Normally rice does not contain beta-carotene (precursor of vitamin A). Therefore, researchers transferred a gene from a narcissus and a gene from the bacterium to rice. The rice must then be crossed with regional varieties in order to adapt it to local conditions[9]. In my opinion, however, this approach goes in the wrong direction: Why should people only eat rice that is then enriched with vitamin A? A unbalanced diet can lead to vitamin A deficiency and many other deficiency symptoms. Vitamin A deficiency is already being combated with tablets in these countries, which is of course not an optimal solution in the long term. If we give people access to more varied foods such as fruit and vegetables as well as nuts and other cereals, this is much more advantageous for them and also counteracts other vitamin deficiencies!

An oversupply of vitamin A can also be dangerous. Even 50 g of dry golden rice can cover half of the daily requirement of vitamin A[10]. However, this corresponds to only 180 calories and thus not even one tenth of the average daily requirement of an adult. If we assume that people in poor countries would be forced to feed mainly on Golden Rice, we observe an oversupply. In general, the effects of genetically modified plants on human health have not yet been clarified[11]. In addition, most large companies own patents on genetically modified seeds and pesticides, which have to be purchased in ever higher doses by farmers and lead to dependancy (like hybrid seeds). According to various sources, the patents on Golden Rice have already been bought and would be sold to small farmers without royalties[12]. I did not find out how the companies could decide to do this good human deed and who pays for the rice patents.

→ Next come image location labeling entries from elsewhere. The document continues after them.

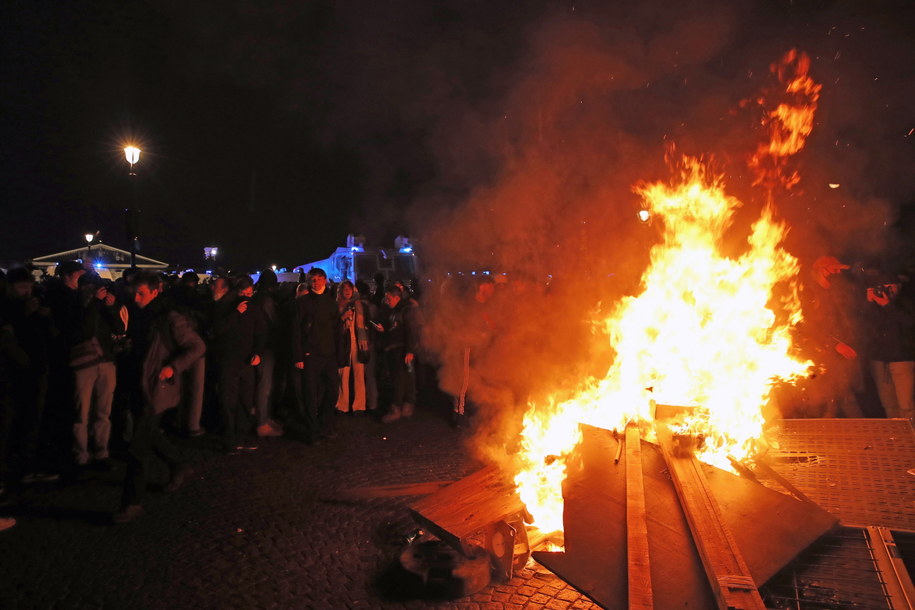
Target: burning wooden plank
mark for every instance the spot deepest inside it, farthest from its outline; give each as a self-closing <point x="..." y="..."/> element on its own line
<point x="468" y="507"/>
<point x="770" y="528"/>
<point x="640" y="590"/>
<point x="725" y="567"/>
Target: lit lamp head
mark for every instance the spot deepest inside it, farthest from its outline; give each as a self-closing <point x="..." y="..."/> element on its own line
<point x="133" y="155"/>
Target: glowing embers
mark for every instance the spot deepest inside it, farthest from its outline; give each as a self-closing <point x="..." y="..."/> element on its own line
<point x="707" y="330"/>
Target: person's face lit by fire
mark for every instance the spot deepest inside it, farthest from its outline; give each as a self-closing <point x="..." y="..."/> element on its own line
<point x="391" y="299"/>
<point x="21" y="290"/>
<point x="219" y="288"/>
<point x="317" y="282"/>
<point x="826" y="266"/>
<point x="145" y="296"/>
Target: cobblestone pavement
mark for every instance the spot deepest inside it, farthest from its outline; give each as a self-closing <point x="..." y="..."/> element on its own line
<point x="265" y="529"/>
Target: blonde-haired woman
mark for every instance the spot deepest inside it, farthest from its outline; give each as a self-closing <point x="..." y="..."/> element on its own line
<point x="353" y="315"/>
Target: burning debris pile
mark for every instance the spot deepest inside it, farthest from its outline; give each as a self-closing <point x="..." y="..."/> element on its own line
<point x="710" y="332"/>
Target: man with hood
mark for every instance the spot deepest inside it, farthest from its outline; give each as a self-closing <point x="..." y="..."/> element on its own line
<point x="164" y="346"/>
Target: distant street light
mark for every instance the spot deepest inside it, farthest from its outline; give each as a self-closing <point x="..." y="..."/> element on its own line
<point x="89" y="237"/>
<point x="132" y="153"/>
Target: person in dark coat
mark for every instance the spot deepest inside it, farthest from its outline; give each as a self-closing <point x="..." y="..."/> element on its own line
<point x="891" y="344"/>
<point x="399" y="337"/>
<point x="95" y="379"/>
<point x="315" y="334"/>
<point x="31" y="330"/>
<point x="238" y="335"/>
<point x="165" y="345"/>
<point x="264" y="374"/>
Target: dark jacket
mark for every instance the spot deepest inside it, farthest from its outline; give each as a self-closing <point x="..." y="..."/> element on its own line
<point x="315" y="326"/>
<point x="401" y="327"/>
<point x="104" y="323"/>
<point x="236" y="337"/>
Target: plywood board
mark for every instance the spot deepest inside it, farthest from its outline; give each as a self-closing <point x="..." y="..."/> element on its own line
<point x="770" y="528"/>
<point x="468" y="506"/>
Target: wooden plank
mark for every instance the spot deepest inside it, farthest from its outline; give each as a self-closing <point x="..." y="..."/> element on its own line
<point x="893" y="573"/>
<point x="727" y="572"/>
<point x="640" y="591"/>
<point x="468" y="506"/>
<point x="771" y="528"/>
<point x="391" y="491"/>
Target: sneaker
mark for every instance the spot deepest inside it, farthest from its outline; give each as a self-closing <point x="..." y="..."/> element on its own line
<point x="180" y="477"/>
<point x="128" y="514"/>
<point x="40" y="477"/>
<point x="391" y="416"/>
<point x="269" y="429"/>
<point x="103" y="465"/>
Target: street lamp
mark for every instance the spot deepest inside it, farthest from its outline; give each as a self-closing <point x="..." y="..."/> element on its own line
<point x="133" y="155"/>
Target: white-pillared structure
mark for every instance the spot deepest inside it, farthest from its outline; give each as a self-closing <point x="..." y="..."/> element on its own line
<point x="107" y="260"/>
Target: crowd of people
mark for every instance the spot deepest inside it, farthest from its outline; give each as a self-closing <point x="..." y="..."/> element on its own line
<point x="88" y="364"/>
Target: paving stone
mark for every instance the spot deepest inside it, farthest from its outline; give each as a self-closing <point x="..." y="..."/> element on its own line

At least, the gene modification done with golden rice is comparatively harmless purely from the point of view of the desired properties. Other plants, such as BT-maize, which is resistant to pests through a poison produced by the plant itself, are much more dangerous for their environment and their consumers. Furthermore, plants that are resistant to certain pesticides, which are then sprayed in high doses, promote the development of so-called superweeds[13]. In 2016, the genetically modified long-grain rice LL Rice 691 developed by Bayer-Monsanto with these same resistance genes was officially approved in the United States. However, it was not intended to be commercially exploited[14]. Long before this approval, however, LL 601 was repeatedly found in European products[15].

The biggest problem with green genetic engineering (= genetic engineering in agriculture): When genetically modified plants are cultivated, they cross with wild plants and thus spread. New combinations with potentially undesirable properties can emerge. This endangers natural biodiversity andreminds me of a lottery game[16]. New plants, like hybrids, can have good or bad properties for humans and the environment. Genetically modified rice, which produces insect venom, is suspected of causing allergies in humans[17]. According to various sources, self-fertilization predominates in rice, but sometimes cultivated and wild rice varieties also cross[18]. Thus, it cannot be ruled out that genetically modified rice may spread in the natural environment.

All in all, I thus see genetic engineering in agriculture critically and think that it is much more optimal to rely on old varieties.

Arsenic and mineral oil in whole grain rice

Traces of mineral oil, particularly in whole grain rice, are attributable to unsuitable packaging (Part I). Arsenic, on the other hand, is particularly absorbed by rice through the soil. Strict limits have been in force in the EU since 2016. For lower arsenic contents, it is recommended to wash rice before cooking and not to use the swelling method[19]. However, if controlled rice is not consumed excessively, there are no serious health risks. The limit value for rice wafers is particularly high (0.3 mg/kg), so it is advisable not to give rice wafers too often to children to nibble on. The limits for white rice (0.2 mg/kg) are slightly lower than those for parboiled or wholegrain rice (0.25 mg/kg).

2.Differences in rice cultivation: organic vs conventional

Wet rice vs. dry season

As mentioned in part 1, rice is usually grown wet. However, dry cultivation is even more widespread in organic rice cultivation, for example in Austria[20]. Rice from or district „Niederösterreich“ for example, has been cultivated organically since last year in dry cultivation (2018). In dry cultivation, yields are lower, but in terms of sustainability it has significant advantages over wet rice cultivation, especially in regions with less rainfall. The 3000 to 5000 litres of water that are needed to grow a kilo of rice are lacking elsewhere. Thus the local water supply suffers[21]. In the tropics and subtropics, the rainfall from the monsoon can normally be used.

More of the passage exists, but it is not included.